星が「ぴっぴっ」と二度鳴き、新サブクエストが表示。**《Lost-Words 0/12》**。
愛されなくなった言葉を12個集め、ラブナティアの辞書を修復する。どうやらユニャが通訳役らしい。
広場を後にするころ、空の色が桃→明るいクリームイエローへ移ろい、影が短くなった。
ビジュアルデバイス時計はまだ 07:30 なのに、太陽の高度は「昼前」レベル。再生速度が局所的に加速しているらしい。
「時間の歪み、安全圏ではむしろラッキー。昼の温度帯に合わせてクラスター炉の効率が上がる」
とユウキさんが無線で喜ぶ。
ミントも畑から「穂が膨らんだよ!」と声。リナさんは掲示板に「サブクエスト追加ね。締切は無いけど早いほうがいい系」と書き込む。
ハルさんは「昼飯準備」と言いつつキャンディ炉の炎を調整。肩の包帯の替えが甘い匂いで香ばしい。

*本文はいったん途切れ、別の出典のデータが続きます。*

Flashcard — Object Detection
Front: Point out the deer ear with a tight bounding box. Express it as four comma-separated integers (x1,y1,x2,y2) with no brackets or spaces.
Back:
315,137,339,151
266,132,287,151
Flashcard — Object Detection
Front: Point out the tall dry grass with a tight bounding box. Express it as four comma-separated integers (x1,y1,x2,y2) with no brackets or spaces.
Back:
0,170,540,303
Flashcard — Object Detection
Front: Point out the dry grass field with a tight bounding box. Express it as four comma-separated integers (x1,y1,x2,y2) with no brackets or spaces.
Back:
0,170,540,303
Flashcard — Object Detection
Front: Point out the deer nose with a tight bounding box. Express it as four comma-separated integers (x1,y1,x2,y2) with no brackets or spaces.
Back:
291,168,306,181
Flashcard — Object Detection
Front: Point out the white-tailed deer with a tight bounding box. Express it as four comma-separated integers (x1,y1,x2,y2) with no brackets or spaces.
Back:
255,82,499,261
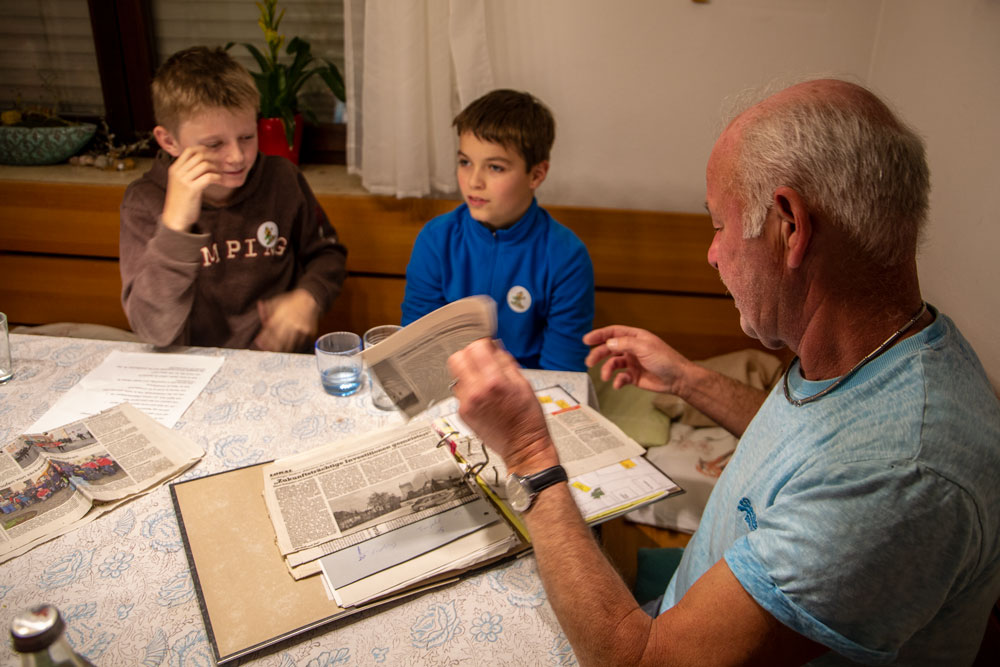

私はロッドを担ぎ直し、空を見上げる。再生率 6.2%。まだ 100 分の 6。でも確かに世界は回復している。
星が胸で軽く脈を打つ。ユニャが「次の失われた言葉、探しに行くにゃ?」と張り切る。ヒヨリが笑ってメモに大きく「#LostWord_Journey」と書いた。
泣いて笑って、歩くどころか駆け足になりそう。
世界が甘く焼けてゆく匂いの中で──私たちは、もう少しだけ昼を伸ばすことにした。